Liebes Bünerteam, lieber Beni, besten Dank für den schönen Abend und die Gastfreundschaft!
Im Nachgang noch ein paar Bilder der bünerschen Surprisewanderung - wirklich empfehlenswert!
Die Ouvertüre: Rindstartar getoppt von carne cruda di vitello - Der Meursault und das Fleisch mit Limette gehen eine ungemein frische Kombination ein...
Sautierte Jakobsmuscheln mit Loup de Mer auf Belugalinsen und Wirsing-Ricottarouladen. Perfekte Jakobsmuschel: die Würze ist nur durch den aufgetragenen Sud gegeben und kommt dem feinen Eigengeschmack der Jakobsmuscheln entgegen, die wunderbar vom Meursault getragen werden.
Hummerschwanz auf Petersielienwurzpüree mit Zitronen- Limettenöl - für mich in der Marriage mit dem Meursault DIE Geschmacksexplosion des Abends!

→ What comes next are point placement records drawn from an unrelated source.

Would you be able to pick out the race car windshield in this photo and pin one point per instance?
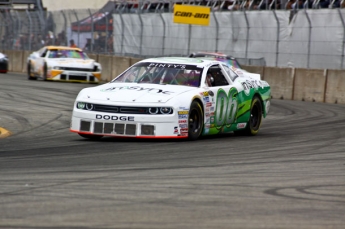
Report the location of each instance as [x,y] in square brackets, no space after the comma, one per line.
[162,73]
[65,53]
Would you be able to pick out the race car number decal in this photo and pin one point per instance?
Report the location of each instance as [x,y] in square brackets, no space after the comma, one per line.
[226,108]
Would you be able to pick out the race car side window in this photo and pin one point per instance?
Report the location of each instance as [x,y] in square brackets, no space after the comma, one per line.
[230,72]
[44,53]
[218,77]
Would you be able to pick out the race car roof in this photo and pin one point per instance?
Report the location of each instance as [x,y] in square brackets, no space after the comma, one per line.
[181,60]
[63,47]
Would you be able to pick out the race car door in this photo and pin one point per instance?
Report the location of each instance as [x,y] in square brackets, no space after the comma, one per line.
[224,99]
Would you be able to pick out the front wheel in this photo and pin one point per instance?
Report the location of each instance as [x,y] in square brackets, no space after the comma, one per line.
[45,72]
[91,137]
[195,121]
[254,123]
[30,77]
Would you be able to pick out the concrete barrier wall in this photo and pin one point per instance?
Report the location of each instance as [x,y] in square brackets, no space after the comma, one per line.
[135,60]
[281,81]
[25,57]
[106,63]
[317,85]
[93,56]
[335,87]
[309,85]
[255,69]
[17,61]
[119,65]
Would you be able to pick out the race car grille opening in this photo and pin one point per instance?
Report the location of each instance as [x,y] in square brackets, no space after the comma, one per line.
[85,126]
[112,128]
[76,77]
[77,69]
[130,110]
[147,130]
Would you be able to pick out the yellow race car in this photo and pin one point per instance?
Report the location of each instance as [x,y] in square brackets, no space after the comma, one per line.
[63,64]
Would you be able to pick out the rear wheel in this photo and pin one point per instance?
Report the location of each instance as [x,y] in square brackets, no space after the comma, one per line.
[254,123]
[92,137]
[195,121]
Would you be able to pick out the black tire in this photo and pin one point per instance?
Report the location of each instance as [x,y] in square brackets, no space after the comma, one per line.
[45,72]
[195,121]
[254,123]
[29,73]
[91,137]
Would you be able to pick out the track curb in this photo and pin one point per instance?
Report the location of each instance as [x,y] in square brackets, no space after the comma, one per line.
[4,133]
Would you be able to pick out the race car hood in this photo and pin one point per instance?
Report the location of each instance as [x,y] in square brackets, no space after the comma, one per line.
[72,62]
[133,92]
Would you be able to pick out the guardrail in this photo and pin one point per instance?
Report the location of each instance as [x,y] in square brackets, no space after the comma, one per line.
[315,85]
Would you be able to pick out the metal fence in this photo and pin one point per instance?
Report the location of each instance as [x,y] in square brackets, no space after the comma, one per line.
[93,29]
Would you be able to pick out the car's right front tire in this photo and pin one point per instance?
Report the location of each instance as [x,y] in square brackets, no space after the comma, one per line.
[30,77]
[195,121]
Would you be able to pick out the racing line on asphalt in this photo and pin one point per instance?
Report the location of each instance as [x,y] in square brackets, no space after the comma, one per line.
[4,133]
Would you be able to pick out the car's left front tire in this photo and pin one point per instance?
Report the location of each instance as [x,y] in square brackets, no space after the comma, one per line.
[45,72]
[30,77]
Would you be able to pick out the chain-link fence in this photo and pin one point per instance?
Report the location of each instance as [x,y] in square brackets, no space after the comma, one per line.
[95,31]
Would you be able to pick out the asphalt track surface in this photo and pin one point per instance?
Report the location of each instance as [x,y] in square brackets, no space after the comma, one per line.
[291,175]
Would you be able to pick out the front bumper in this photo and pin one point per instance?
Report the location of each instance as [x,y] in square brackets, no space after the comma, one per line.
[76,76]
[123,125]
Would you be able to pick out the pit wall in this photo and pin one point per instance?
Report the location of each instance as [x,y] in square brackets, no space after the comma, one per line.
[315,85]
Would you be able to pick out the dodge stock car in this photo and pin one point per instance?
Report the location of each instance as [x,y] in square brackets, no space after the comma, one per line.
[63,64]
[173,97]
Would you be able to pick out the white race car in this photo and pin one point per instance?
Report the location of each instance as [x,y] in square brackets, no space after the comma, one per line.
[171,97]
[64,64]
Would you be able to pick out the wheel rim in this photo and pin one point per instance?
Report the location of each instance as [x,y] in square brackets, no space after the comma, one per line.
[254,117]
[194,121]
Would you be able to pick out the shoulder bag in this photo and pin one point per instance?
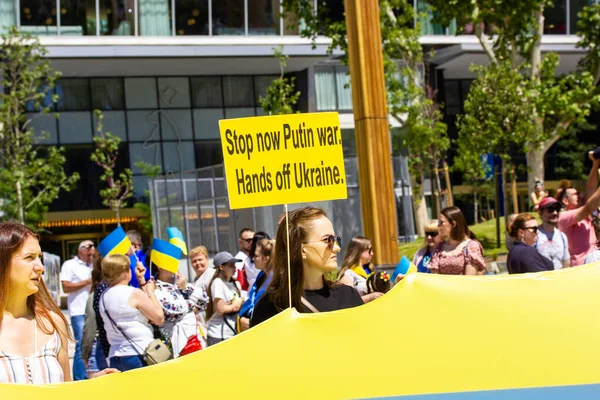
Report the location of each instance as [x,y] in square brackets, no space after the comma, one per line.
[156,352]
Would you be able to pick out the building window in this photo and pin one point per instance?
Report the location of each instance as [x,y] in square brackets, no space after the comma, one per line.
[555,18]
[208,152]
[332,88]
[108,94]
[73,94]
[206,92]
[238,91]
[263,17]
[140,93]
[191,17]
[38,17]
[228,17]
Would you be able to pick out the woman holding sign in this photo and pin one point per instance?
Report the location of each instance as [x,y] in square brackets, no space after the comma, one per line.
[34,335]
[313,252]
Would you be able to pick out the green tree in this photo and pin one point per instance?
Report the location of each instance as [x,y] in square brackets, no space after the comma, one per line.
[571,154]
[510,31]
[150,171]
[118,189]
[426,139]
[497,119]
[408,102]
[281,94]
[31,176]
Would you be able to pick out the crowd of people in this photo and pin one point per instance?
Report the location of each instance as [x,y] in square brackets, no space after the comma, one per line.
[568,233]
[127,313]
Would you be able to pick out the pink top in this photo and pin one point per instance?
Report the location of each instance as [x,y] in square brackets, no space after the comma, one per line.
[581,235]
[455,262]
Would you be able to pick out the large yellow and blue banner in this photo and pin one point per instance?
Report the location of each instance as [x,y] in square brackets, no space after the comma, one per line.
[433,337]
[283,159]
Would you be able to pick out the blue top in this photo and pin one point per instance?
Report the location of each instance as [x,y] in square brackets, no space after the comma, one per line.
[256,292]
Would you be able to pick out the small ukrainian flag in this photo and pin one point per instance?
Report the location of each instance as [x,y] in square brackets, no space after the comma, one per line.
[176,238]
[116,242]
[165,255]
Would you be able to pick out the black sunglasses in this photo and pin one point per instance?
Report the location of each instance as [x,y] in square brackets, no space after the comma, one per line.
[331,241]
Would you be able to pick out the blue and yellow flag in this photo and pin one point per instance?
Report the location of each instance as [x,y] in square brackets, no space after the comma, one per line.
[165,255]
[176,238]
[116,242]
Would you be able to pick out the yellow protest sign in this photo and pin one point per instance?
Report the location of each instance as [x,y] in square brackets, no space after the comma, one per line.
[283,159]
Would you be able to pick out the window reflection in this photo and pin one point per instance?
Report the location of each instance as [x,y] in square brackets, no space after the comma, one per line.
[555,22]
[191,17]
[117,17]
[155,17]
[263,17]
[575,7]
[78,17]
[39,17]
[228,17]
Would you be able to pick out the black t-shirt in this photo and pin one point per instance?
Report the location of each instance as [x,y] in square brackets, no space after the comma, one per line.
[523,258]
[326,299]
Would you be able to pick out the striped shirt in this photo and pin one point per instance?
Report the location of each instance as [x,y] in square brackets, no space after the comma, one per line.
[39,368]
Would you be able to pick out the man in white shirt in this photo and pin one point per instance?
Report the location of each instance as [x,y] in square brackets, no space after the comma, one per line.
[76,278]
[247,275]
[552,243]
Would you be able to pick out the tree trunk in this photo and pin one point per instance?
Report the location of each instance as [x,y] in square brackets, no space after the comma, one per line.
[476,208]
[438,182]
[20,202]
[421,217]
[118,213]
[505,189]
[535,166]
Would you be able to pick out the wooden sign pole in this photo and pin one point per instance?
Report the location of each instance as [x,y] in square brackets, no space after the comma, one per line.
[375,176]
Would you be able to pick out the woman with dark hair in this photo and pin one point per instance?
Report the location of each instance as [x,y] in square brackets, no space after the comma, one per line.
[92,352]
[225,300]
[459,253]
[251,270]
[263,259]
[313,249]
[180,301]
[355,268]
[524,257]
[34,334]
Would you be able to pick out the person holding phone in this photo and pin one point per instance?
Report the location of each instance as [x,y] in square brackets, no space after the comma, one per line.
[313,248]
[225,296]
[524,257]
[425,253]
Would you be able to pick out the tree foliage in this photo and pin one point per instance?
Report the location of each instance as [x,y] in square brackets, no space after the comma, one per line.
[31,176]
[409,103]
[281,94]
[150,171]
[119,188]
[517,28]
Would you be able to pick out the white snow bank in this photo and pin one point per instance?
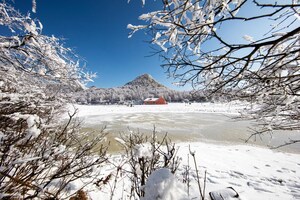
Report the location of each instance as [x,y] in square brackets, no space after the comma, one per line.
[225,108]
[254,173]
[162,185]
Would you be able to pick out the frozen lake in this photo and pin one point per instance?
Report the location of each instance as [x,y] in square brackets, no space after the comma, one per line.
[188,123]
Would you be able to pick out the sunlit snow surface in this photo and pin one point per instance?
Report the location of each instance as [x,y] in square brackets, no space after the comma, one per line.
[185,122]
[254,172]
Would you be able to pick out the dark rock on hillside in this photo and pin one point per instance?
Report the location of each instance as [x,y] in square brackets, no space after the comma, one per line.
[145,80]
[135,91]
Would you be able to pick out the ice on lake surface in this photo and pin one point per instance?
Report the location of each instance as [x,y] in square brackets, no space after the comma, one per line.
[186,126]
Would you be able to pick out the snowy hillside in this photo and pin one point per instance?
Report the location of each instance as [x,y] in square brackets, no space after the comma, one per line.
[134,91]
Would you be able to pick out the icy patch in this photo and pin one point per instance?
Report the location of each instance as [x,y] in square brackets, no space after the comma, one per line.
[162,185]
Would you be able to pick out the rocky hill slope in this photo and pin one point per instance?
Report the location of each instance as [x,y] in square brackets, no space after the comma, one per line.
[135,91]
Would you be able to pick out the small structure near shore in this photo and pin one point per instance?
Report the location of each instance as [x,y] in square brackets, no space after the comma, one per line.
[155,101]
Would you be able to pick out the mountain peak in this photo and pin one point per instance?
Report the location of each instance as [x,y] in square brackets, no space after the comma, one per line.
[145,80]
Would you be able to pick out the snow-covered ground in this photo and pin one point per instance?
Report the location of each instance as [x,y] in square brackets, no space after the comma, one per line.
[225,108]
[254,172]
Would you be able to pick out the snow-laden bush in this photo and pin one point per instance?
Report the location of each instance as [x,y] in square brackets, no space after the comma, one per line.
[145,155]
[40,155]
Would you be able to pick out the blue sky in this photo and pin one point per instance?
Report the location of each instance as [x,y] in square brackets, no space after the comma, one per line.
[97,31]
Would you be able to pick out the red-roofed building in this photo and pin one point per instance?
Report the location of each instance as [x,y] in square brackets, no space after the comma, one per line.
[155,101]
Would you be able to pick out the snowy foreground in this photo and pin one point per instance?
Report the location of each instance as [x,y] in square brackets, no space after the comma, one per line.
[254,172]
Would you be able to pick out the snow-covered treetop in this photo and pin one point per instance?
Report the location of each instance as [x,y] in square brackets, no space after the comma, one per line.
[28,50]
[262,67]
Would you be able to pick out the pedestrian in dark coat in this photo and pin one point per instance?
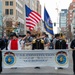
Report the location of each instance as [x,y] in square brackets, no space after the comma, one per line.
[72,46]
[2,46]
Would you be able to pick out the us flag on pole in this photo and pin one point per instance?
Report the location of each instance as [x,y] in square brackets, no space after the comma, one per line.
[32,18]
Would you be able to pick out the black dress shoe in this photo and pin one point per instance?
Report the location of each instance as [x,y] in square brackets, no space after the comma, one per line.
[37,67]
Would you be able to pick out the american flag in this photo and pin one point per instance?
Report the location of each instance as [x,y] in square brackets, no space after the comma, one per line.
[32,18]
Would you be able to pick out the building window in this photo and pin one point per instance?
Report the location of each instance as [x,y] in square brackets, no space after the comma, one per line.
[7,11]
[6,3]
[11,3]
[11,11]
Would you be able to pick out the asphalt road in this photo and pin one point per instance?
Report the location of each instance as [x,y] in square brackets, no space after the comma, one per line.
[41,71]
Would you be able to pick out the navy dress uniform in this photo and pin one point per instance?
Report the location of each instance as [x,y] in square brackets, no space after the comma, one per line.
[38,44]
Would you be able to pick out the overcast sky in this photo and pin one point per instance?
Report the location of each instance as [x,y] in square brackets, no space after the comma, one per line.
[51,6]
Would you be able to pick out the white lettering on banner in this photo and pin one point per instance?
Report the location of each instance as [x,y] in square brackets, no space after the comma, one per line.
[33,58]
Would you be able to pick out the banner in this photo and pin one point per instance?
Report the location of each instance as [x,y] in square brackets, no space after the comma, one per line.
[33,58]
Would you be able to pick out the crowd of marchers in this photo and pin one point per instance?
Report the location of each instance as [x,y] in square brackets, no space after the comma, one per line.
[32,42]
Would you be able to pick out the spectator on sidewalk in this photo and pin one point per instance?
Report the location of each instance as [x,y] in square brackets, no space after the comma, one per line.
[72,46]
[2,46]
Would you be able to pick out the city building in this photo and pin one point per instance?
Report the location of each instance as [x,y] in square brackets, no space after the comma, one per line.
[69,19]
[73,25]
[63,20]
[36,6]
[1,18]
[13,16]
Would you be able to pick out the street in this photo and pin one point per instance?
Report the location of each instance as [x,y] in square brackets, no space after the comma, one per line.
[41,71]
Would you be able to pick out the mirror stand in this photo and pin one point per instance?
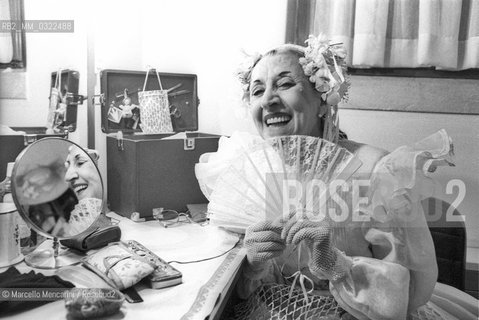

Rindsfiletsandwich in Patanegrahülle mit Lammkotelett, Herbstgemüse und Berner Trüffel - in der Paarung mit dem Chateau de Fonsalette ein kulinarisches Liebespaar das sich auf Anhieb blind verstand.
Käseauswahl von Affineur Christoph Bruni aus Thun: Brunis Käse und das letzte Schlückchen Meursault, ein Gedicht!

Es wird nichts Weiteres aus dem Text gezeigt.